As a result, any I or PI controllers, for example, engage only if the distortion variable, that is to say the steady-state error, is too large.

Feed-forward therefore relieves the load on the converter closed-loop control.

The target value is preferably a target current value, in particular for a current of an electrical (stator) system of a generator of a wind power installation.

The method is therefore designed, in particular, as closed-loop current control, preferably for a generator-side active rectifier of a wind power installation.

The driver signals are also preferably determined on the basis of a target current value, in particular for an active rectifier.

The carrier signal for the converter is preferably for setting a single-phase current, preferably of an electrical (stator) system of a generator of a wind power installation.

It is therefore also proposed, in particular, that the method described herein is used to set the stator currents of a generator, in particular of a wind power installation, preferably individually.

In this case, it is proposed, in particular, to individually set each phase of a (stator) system of the generator.

For example, the distortion current is individually determined for each phase and is compared with the signal in order to accordingly individually determine the driver signals for each phase.

The distortion current is preferably present in abc coordinates for this purpose.

The carrier signal is preferably generated by a signal generator and has at least one of the following forms: triangular, sinusoidal, square-wave.

The signal for determining the driver signals is therefore preferably generated by a signal generator, for example as a triangular or sawtooth function.

For example, the triangular function has two symmetrical edges. The edges rise, for example, with an angle of between 30° and 60°, preferably between 40° and 50°, more preferably approximately 45°.

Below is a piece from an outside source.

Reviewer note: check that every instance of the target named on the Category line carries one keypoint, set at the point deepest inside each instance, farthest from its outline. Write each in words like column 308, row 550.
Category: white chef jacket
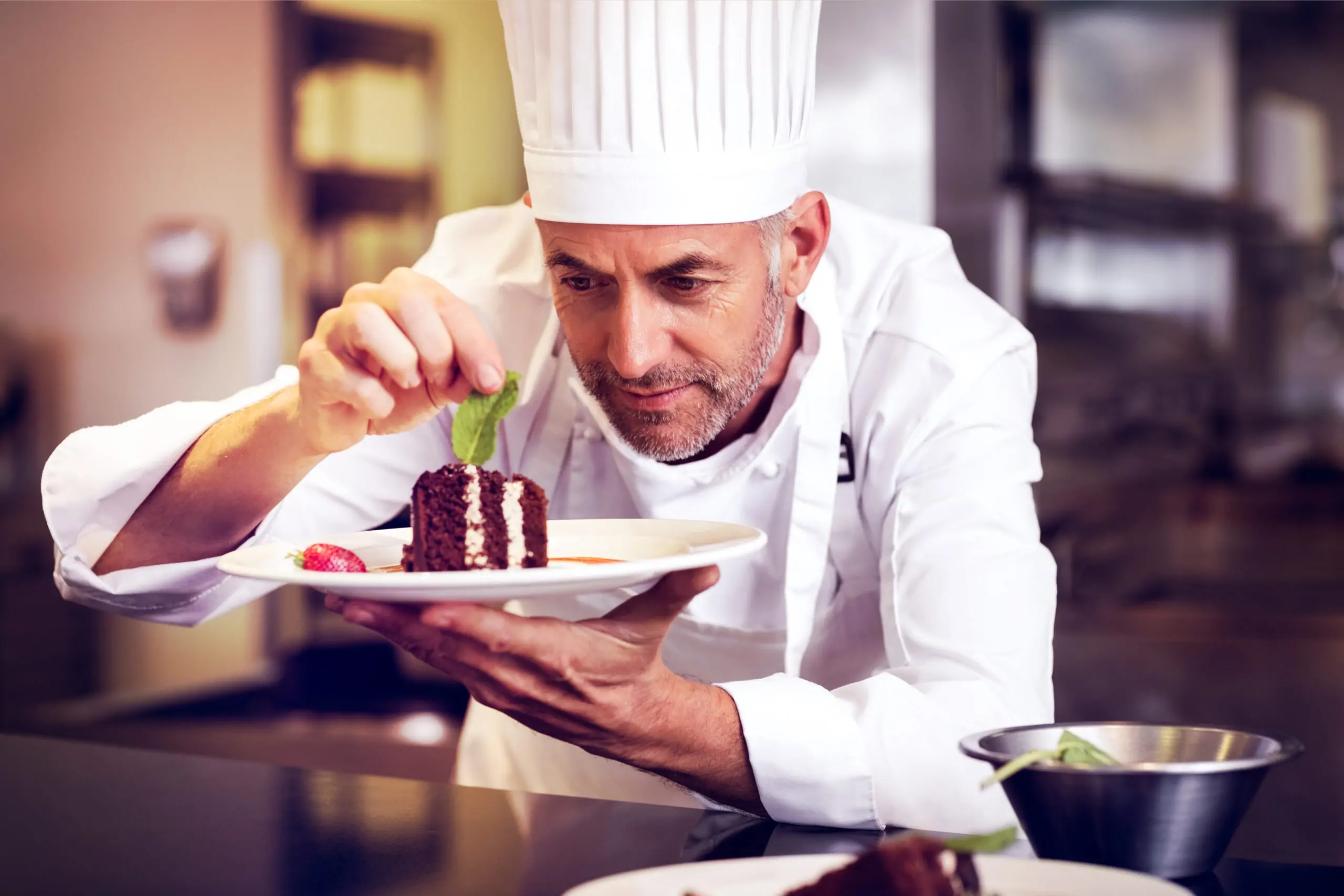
column 904, row 601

However, the triangular function may also be asymmetrical; for example, the rising edge has an angle of approximately 45° and the falling edge has an angle of approximately 60°.

The sawtooth function has at least one edge of 90°, for example the rising edge or the falling edge. The other edge then has, for example, an angle of between 30° and 60°, preferably between 40° and 50°, more preferably approximately 45°. The control variable is then compared with this carrier signal in order to generate the driver signals.

The method described herein is therefore preferably designed like or as a ramp comparison method, preferably with a triangle.

The carrier signal preferably has an amplitude and a frequency.

The distortion variable and/or the extended distortion variable and/or the modulation signal preferably has/have an amplitude and a frequency lower than the amplitude and/or the frequency of the carrier signal, in particular.

For example, the amplitude of the carrier signal is twice as large as the amplitude of the distortion variable.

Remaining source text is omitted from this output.